Member of Legislative Assembly, Government of Jharkhand
- In office 2005-2009
- Constituency: Potka

Personal details
- Born: 23 August 1968 Bunudih, Harina, Potka, Bihar, India
- Died: 1 March 2017 (aged 48) Bunudih, Harina, Potka, Jharkhand, India
- Party: Jharkhand Mukti Morcha
- Spouse: Kadmi Sardar
- Parent: Wakil Sardar (father);
- Education: Matric.
- Occupation: Social Service, Politician

= Amulya Sardar =

Indian politician

Amulya Sardar (23 August 1968 - 1 March 2017) was an Indian politician who represented Potka Assembly constituency from 2005 to 2010 as a Member of the Jharkhand Legislative Assembly. Sardar was a member of the Jharkhand Mukti Morcha, a political party. Sardar was elected MLA for the second assembly of Jharkhand in 2005 on the ticket of Jharkhand Mukti Morcha for the first time.

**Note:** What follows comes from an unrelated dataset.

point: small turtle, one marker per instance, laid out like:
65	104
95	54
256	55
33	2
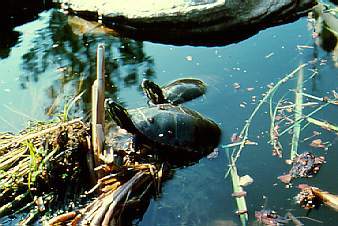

== Early life and education ==
Sardar was born into a Bhumij tribal family on 23 August 1968 in Kundru Tola, Bunudih, Harina, Potka. His father Wakil Sardar was a farmer. In Potka and surrounding areas, he was very famous in the name of Jhadphunk Wale Baba. After winning the election, he stopped this work.

Sardar did his matriculation at B.P.M.S. High School, under B.S.E.B. Patna in the year 1988. He was married to Kadmi Sardar, and had five sons and two daughters in his family. He always liked to be among the public and was particularly influenced by the literature of Rabindranath Tagore. Sardar always lived a simple life.

== Political career ==
In 2005, Amulya contested the Jharkhand Legislative Assembly elections for the first time from Potka assembly seat. In Potka and surrounding areas, he was very famous in the name of Jhadphunk Wale Baba. After winning the election, he stopped this work. Amulya Sardar got the party ticket in 2005 due to the then JMM MP Sunil Mahato. On 23 January 2005, on the day of nomination, he was arrested from the old court premises due to warrants in two old cases. During his stay in jail, Sunil Mahato had campaigned for election in Potka. Later he was released on 28 February.

In 2005, Sardar, who contested for the first time from Potka assembly seat, snatched this seat by defeating BJP MLA Maneka Sardar. Amulya Sardar got 53760 votes, while Maneka Sardar had to be satisfied with only 40,001 votes. He was the second MLA in the Jharkhand Legislative Assembly after the then Speaker Inder Singh Namdhari, who always wore a turban. People used to call him in the organization by the name of the turbaned MLA.

In the 2009 elections, JMM once again gave ticket to Amulya Sardar as a sitting MLA. This time BJP candidate Maneka Sardar, taking fierce revenge for her defeat, pushed Amulya Sardar to number three. Maneka Sardar got 44,095 votes, while third-ranked Amulya had to be satisfied on 24789 votes. Congress candidate Subodh Sardar had secured the second position by getting 28305 votes.

In the 2014 elections, the central leadership of JMM did not give ticket to Amulya Sardar, due to which he left the party in dismay. Contesting as an independent (on diesel pump symbol) from Potka assembly constituency, he could not even save his deposit in this election. Amulya Sardar, who finished ninth, had to be satisfied with only 2116 votes.

== Death ==
Former JMM MLA Amulya Sardar died of cardiac arrest at his residence in Potka block of East Singhbhum district on 1 March 2017, at the age of 49. His last rites were performed in the day behind Harina, Bunudih ancestral residence. His son lit the fire. Many prominent people including former Jharkhand Chief Minister Raghuvar Das have expressed grief over his death. JMM Senior Vice-President Champai Soren, who visited Sardar's home to pay his homage, said he played a major role in the statehood movement of Jharkhand. Soren said Sardar's death was an irreparable loss to the party as he was instrumental in increasing JMM's base in rural pockets of East Singhbhum district.